Vilnius – eine Hauptstadt der Jagiellonen
Großfürst Gediminas (1316–1341) verlegte um das Jahr 1323 die Hauptstadt des Großfürstentums Litauen nach Vilnius. Jedoch bestand bereits Ende des 13. Jahrhunderts in der Unteren Burg von Vilnius eine mit Mauern befestigte Wehr- und Residenzburg, wo vermutlich Großfürst Gediminas seinen Herrscherhof hatte und seine berühmten Briefe an Mönche, Kaufleute und Handwerker europäischer Städte diktierte. So wurden Vilnius und der Burgenkomplex der litauischen Hauptstadt zum Stammsitz der Gediminiden-Dynastie.

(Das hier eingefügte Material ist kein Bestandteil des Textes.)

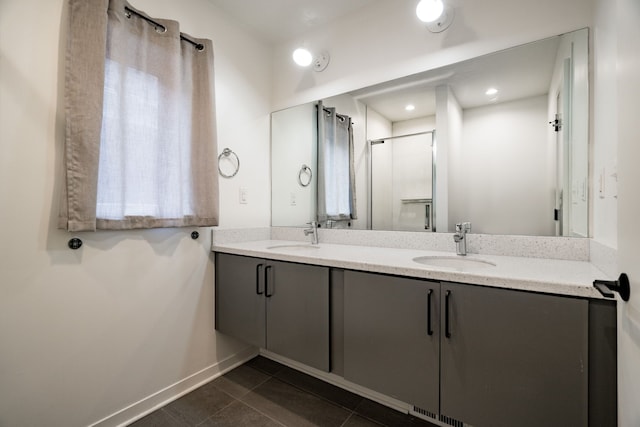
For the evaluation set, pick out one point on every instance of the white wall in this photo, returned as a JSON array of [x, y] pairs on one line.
[[618, 29], [605, 111], [86, 333], [500, 185], [381, 180], [294, 142], [365, 46]]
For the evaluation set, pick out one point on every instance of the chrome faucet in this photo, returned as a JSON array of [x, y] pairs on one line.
[[460, 237], [313, 231]]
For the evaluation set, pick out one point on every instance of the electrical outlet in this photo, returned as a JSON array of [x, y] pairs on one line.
[[244, 195]]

Hier fanden im 15. und 16 Jh. die Zeremonien der Erhebungen zu den Großfürsten von Litauen statt. Bis zum Beginn des 16. Jahrhunderts versammelten sich die Jagellonen oft in Vilnius, um hier Weihnachten zu feiern. Vilnius war bis zum Ende des 18. Jahrhunderts Hauptstadt des Großfürstentums Litauen. Zu diesem Zeitpunkt wurde die polnisch-litauische Doppelmonarchie endgültig von den Nachbarstaaten Russland, Preußen und Österreich aufgeteilt und verschwand von der europäischen Landkarte.
An der Schwelle vom 15. zum 16. Jh. (ca. 1490–1530) war Vilnius die blühende Hauptstadt Litauens, in der sich die gemeinsamen Herrscher des Königsreichs Polen und des Großfürstentums Litauen aus dem Gediminiden-Jagiellonen-Geschlecht häufig aufhielten und die Kunst der Spätgotik und Frührenaissance eine Blütezeit erlebte.
Besonders häufig besuchte Kasimir der Jagellone (1440/1447–1492) mit seiner Gemahlin Elisabeth von Habsburg, Tochter von Kaiser Albrecht II., die Stadt. Die beiden Eltern stifteten - neben der Kathedrale von Vilnius - eine Kapelle als Mausoleum für den jung verstorbenen Sohn Kasimir, der später heilig gesprochen wurde.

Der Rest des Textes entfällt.